The unwieldy Stone resembles a blend of Noddy Holder and Napoleon Dynamite, with his straggly blond locks, chunky glasses and goofy smile. The energetic 24-year-old is from The Meters, Roachford and Jamiroquai school of middling funk. Giddy comparisons have been made with Stevie Wonder, and the Motown maestro is clearly a huge influence, but Stone's unambitious groove is more "Part-Time Lover" Wonder than Innervisions Stevie.

This earnest artist from tiny Chewelah, Washington has been generating quite a bit of barely comprehensible "heat" Stateside, from Conan O'Brien gushing about him on his chat show to Stone’s performance of “Unaware”, filmed in his mother’s living room, attracting, staggeringly, nearly two million hits on YouTube. It's baffling.

In his favour Stone, the son of a preacher man, is a relatively commanding live presence. The crowd sway their arms in the right places, some even dance. However, this showcase for his new album, Allen Stone, is a mainly joyless affair peppered with the tenor singer's fondness for irksome falsetto screeches and a tendency to add a warbling flourish at the end of most of his tracks.

Lyrically Stone proves inelegant and clunky, claiming "Politicians manipulate minds/ And public opinion's either left or it's right/ No progression/ we just argue and fight/ For centuries we've been digging divides” on “What I’ve Seen”. Nothing earth-shattering then, and his voice and sound are simply too derivative.

"I'm sick and tired of soul music looking so crisp and clean and proper," Stone has claimed. "My soul is just a little bit greasy." It’s not, though. It’s very (smooth) radio and shopping centre-friendly funk. He regularly crouches down behind his microphone to demonstrate how much he's feeling the funk. Stone the crows, Jamiroquai is funkier than this. Not a sentence you see every day. This experience is like absorbing a cheap, unsatisfying instant coffee.

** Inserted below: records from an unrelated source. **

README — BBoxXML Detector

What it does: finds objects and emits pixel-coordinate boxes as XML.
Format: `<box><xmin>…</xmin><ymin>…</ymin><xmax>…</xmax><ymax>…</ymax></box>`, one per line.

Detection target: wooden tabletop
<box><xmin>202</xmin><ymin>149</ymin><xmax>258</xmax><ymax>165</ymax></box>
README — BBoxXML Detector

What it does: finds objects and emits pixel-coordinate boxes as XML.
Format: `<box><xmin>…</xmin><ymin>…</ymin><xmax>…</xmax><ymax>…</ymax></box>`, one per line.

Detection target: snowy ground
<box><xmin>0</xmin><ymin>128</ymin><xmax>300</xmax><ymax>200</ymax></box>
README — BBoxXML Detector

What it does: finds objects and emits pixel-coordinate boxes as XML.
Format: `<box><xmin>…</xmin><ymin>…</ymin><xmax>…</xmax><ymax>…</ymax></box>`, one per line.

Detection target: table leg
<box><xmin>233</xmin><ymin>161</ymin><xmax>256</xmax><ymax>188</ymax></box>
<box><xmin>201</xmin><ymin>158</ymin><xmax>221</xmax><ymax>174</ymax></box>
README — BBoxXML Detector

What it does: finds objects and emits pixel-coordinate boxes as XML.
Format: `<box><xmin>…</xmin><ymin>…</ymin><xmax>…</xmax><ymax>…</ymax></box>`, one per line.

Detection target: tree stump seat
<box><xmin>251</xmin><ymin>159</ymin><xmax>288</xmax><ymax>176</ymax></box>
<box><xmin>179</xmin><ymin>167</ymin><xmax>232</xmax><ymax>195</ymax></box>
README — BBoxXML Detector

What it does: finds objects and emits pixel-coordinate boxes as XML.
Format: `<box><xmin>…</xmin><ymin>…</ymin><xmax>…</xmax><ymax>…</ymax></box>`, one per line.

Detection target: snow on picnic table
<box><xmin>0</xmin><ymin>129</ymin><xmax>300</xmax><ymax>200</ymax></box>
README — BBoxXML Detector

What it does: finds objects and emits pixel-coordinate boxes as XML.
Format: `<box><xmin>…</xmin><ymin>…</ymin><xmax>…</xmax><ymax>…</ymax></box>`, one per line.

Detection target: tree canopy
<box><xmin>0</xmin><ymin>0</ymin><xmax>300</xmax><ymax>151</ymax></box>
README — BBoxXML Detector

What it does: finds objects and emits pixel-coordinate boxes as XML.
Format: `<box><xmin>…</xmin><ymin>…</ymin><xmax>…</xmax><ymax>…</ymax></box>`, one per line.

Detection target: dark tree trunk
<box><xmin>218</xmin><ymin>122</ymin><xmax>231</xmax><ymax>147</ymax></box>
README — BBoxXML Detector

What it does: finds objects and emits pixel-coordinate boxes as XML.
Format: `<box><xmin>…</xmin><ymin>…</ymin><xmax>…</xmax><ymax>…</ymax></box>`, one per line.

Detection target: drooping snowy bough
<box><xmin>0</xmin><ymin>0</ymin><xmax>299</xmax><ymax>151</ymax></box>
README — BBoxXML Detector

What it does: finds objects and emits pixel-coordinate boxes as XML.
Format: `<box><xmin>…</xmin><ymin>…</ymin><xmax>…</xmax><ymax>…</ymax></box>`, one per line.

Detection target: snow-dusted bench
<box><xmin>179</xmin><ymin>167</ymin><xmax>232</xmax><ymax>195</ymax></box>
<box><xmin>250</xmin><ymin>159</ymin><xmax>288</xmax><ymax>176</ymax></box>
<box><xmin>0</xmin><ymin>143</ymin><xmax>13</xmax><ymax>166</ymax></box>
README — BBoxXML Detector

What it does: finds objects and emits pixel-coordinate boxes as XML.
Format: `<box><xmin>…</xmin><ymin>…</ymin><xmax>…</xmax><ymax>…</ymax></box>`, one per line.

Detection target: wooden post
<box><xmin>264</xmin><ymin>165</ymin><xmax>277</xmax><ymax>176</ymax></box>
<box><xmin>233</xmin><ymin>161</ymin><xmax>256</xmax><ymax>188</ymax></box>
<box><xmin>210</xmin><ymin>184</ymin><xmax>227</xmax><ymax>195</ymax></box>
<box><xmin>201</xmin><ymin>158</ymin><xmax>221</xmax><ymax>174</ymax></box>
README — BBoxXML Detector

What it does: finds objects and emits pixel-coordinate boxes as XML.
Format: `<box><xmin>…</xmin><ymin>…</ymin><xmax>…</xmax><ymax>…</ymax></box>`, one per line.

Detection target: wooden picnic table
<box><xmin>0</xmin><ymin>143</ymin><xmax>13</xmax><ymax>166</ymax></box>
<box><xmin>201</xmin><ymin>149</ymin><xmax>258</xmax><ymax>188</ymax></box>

There's no lack of gusto though, as Stone covers such hot topics as insomnia (on "Sleep"), love ("The Wind", where he informs us "Girl we're nothing more than life's waves cast upon life's shore") and, er, the economy ("Unaware"). "Why do you keep on making us hear your song," as Stevie Wonder once sung on "You Haven't Done Nothing". Indeed, stop now.